In these wildly spectacular and simultaneously incredibly boring times, I have come across a lot of speculation concerning life in the after-time. One question I saw raised repeatedly on various social media platforms is the following: Will we ever shake hands again? Suddenly something so mundane as extending your hand to greet someone has become weird and suspect (whenever I see people doing this on TV I almost start hyperventilating because of so much carelessness! How dare they!). The other has become a source of contamination, better to keep your distance.
The History of Daily Life
At the same time, I have always found it quite exciting when unobtrusive habits are drawn out of their casual banality. The commotion that erupted some years ago around street names is another example of a typical background phenomenon that suddenly gets dragged out into the limelight: the banality itself becomes subject of interrogation. It reminds us of the fact that even the most banal aspects of our daily lives – the ones we never really contemplate about – are historically determined and as such subjected to change. Yes, it might very well be that shaking hands will from here on out be something of the past, although I suspect that our urge for intimacy – something which we were forced to restrain ourselves from for so long – will come out on top in the end.
A Swedish Hello
During my PhD research – yes, this has all been quite the run-up, I know, I know – I came across an instance of what I would like to call ‘the invention of banality’: the origins of the word Hej!, that very peculiar way in which Swedish speakers say hello. In his novel Magnus (2011), the Dutch comedian and author Arjen Lubach quite pungently describes how Dutchmen experience the Swedish greeting:
It took four other customers to be served close to me before I understood why they had greeted me that way. It had nothing to do with who I was. It’s the way in which the Swedish greeting ‘hej’ is pronounced, like you would greet someone you know in Dutch. With the difference that here it just means ‘hello’, while in the Netherlands it would come down to a surprised ‘Hé?’
In other words, at least from the Dutch perspective, the simple hej by default seems to carry a higher level of intimacy than your average hello. Maybe – and this hypothesis is fully my own – this has something to do with the fact that hej was first introduced in a small group of friends, or at least like-minded individuals, all the way back in the early eighteen-hundreds.

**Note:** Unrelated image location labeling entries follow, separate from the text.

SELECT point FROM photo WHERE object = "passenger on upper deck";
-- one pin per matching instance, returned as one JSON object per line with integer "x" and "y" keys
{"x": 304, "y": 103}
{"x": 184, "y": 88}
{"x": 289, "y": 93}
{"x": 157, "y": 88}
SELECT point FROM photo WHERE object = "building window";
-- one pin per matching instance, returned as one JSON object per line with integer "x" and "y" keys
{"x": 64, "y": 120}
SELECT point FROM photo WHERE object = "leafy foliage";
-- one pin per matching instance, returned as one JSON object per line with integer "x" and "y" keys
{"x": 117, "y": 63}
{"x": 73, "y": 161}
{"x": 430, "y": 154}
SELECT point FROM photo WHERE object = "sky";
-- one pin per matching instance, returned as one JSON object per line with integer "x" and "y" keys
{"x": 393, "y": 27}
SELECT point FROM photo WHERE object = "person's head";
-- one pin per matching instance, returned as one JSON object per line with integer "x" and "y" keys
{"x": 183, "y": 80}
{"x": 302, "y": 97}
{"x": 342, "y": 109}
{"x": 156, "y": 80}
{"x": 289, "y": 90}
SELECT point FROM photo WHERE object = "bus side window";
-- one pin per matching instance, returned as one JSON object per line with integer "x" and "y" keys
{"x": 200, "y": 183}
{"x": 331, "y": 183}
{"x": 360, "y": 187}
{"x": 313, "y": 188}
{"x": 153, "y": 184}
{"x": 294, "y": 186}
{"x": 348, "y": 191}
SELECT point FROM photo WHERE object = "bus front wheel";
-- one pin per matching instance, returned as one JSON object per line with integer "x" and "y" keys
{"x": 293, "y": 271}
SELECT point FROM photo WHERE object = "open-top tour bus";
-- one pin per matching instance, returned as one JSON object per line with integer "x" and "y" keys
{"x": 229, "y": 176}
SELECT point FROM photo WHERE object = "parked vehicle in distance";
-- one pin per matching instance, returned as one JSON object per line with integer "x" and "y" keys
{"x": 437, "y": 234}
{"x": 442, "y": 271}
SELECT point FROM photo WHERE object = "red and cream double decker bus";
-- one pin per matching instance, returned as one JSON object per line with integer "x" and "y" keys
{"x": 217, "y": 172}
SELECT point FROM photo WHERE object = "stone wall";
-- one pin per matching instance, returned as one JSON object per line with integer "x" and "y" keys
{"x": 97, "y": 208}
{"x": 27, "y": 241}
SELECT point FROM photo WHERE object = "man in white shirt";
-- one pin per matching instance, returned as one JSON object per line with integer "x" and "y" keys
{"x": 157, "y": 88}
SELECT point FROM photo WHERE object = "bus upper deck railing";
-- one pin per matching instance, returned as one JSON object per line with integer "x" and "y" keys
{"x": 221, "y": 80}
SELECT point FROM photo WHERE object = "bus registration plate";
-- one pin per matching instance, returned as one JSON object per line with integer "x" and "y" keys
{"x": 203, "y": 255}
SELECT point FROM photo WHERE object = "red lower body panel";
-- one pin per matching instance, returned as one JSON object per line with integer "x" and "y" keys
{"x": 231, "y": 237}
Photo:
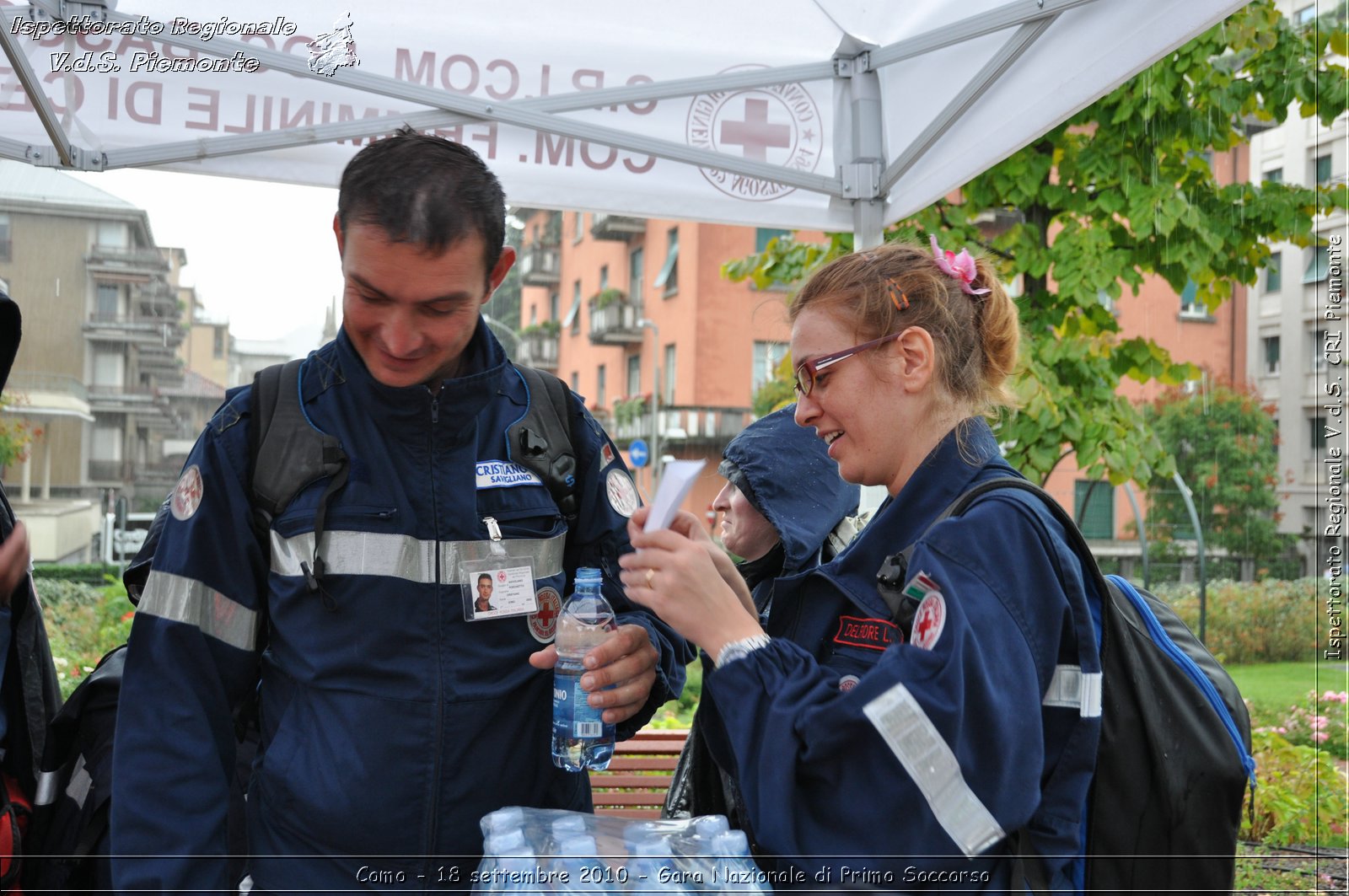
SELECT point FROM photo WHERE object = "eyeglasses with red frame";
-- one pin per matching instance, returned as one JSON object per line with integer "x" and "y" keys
{"x": 807, "y": 370}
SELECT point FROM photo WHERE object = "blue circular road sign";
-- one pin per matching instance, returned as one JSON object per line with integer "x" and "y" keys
{"x": 637, "y": 453}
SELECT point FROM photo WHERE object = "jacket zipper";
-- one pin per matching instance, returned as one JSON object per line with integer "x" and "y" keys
{"x": 440, "y": 669}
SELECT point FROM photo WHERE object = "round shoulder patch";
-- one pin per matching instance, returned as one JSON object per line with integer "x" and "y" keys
{"x": 621, "y": 491}
{"x": 186, "y": 494}
{"x": 928, "y": 621}
{"x": 543, "y": 622}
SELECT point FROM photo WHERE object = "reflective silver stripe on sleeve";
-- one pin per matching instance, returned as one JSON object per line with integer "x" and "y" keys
{"x": 374, "y": 554}
{"x": 546, "y": 554}
{"x": 930, "y": 761}
{"x": 1070, "y": 689}
{"x": 357, "y": 554}
{"x": 188, "y": 601}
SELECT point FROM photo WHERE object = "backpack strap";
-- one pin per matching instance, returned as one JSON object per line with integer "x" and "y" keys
{"x": 894, "y": 572}
{"x": 541, "y": 439}
{"x": 287, "y": 453}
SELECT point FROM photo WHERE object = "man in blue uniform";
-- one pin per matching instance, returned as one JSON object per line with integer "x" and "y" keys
{"x": 381, "y": 691}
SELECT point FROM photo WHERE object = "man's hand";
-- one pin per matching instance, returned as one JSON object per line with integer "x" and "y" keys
{"x": 626, "y": 660}
{"x": 13, "y": 561}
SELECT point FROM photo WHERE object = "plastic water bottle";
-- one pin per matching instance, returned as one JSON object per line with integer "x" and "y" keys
{"x": 651, "y": 868}
{"x": 735, "y": 868}
{"x": 580, "y": 866}
{"x": 582, "y": 738}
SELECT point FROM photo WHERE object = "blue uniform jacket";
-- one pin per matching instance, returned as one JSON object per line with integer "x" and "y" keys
{"x": 390, "y": 725}
{"x": 903, "y": 764}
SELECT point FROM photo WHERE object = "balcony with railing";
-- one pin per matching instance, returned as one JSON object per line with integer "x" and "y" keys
{"x": 683, "y": 426}
{"x": 539, "y": 265}
{"x": 127, "y": 260}
{"x": 614, "y": 321}
{"x": 617, "y": 227}
{"x": 539, "y": 347}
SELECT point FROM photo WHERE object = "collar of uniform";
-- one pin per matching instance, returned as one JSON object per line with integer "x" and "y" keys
{"x": 479, "y": 378}
{"x": 944, "y": 474}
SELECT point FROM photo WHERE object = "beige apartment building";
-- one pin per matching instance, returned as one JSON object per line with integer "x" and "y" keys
{"x": 99, "y": 368}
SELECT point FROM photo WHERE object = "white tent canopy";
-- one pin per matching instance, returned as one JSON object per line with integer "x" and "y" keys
{"x": 804, "y": 114}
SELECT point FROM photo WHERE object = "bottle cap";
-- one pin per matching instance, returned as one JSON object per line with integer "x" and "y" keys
{"x": 710, "y": 826}
{"x": 732, "y": 844}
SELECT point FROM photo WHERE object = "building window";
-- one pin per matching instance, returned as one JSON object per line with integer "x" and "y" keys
{"x": 1190, "y": 305}
{"x": 573, "y": 316}
{"x": 1094, "y": 503}
{"x": 634, "y": 375}
{"x": 636, "y": 263}
{"x": 766, "y": 358}
{"x": 107, "y": 301}
{"x": 1319, "y": 267}
{"x": 112, "y": 233}
{"x": 1324, "y": 169}
{"x": 1271, "y": 346}
{"x": 668, "y": 278}
{"x": 766, "y": 235}
{"x": 1317, "y": 435}
{"x": 668, "y": 399}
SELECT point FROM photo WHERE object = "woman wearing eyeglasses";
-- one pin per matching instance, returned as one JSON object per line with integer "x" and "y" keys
{"x": 907, "y": 749}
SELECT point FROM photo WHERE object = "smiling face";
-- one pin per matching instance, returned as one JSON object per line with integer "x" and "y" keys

The Geatish Society (Swedish: Götiska Förbundet) was a literary gentlemen’s club that was established in 1811 to raise Sweden’s damaged reputation after the loss of Finland two years earlier by cultivating the country’s glorious Viking heritage. Its members were literary figures, scholars, businessmen and military men. They loved everything Viking. Each member picked a nickname for himself taken from the saga literature, they held meetings in the outdoors, and they drank from drinking horns, the Viking way. They published the journal Iduna, which contained Viking-inspired poems, translated sagas as well as articles on archaeology and Old-Norse literature. Between 1818 and 1821 they organized an annual art exhibition of paintings and sculptures with Old-Norse and Viking themes. These exhibitions did a lot for the emancipation of Norse mythology as a suitable inspiration for the fine arts.
Another Viking thing the members of the Geatish Society did was greet each other by saying Hej! I am yet to find out on which grounds, but they were of the opinion that hej! sounded nice and quite Viking-like. What we have here is a wonderful example of an invented tradition: a ‘tradition’ that appears to be old, but in reality is of more modern origins.
Hej Spreads to the Rest of Sweden
Excusez the metaphor, but hej proved to be contagious, albeit only very slowly so. The greeting was picked up by student circles at the University of Uppsala in the 1870s, another milieu with a strong interest in ancient and medieval history (and which had been schooled by the students of the erstwhile Geatish Society members). Only by the 1930s, hej reached a broader audience in Swedish society, although the greeting was still considered to be quite informal and only suitable to use with your peers. This final conventional hurdle was taken in the 1970s – the summer of ’69 and all that – and today it is the most common way to say hello in Sweden.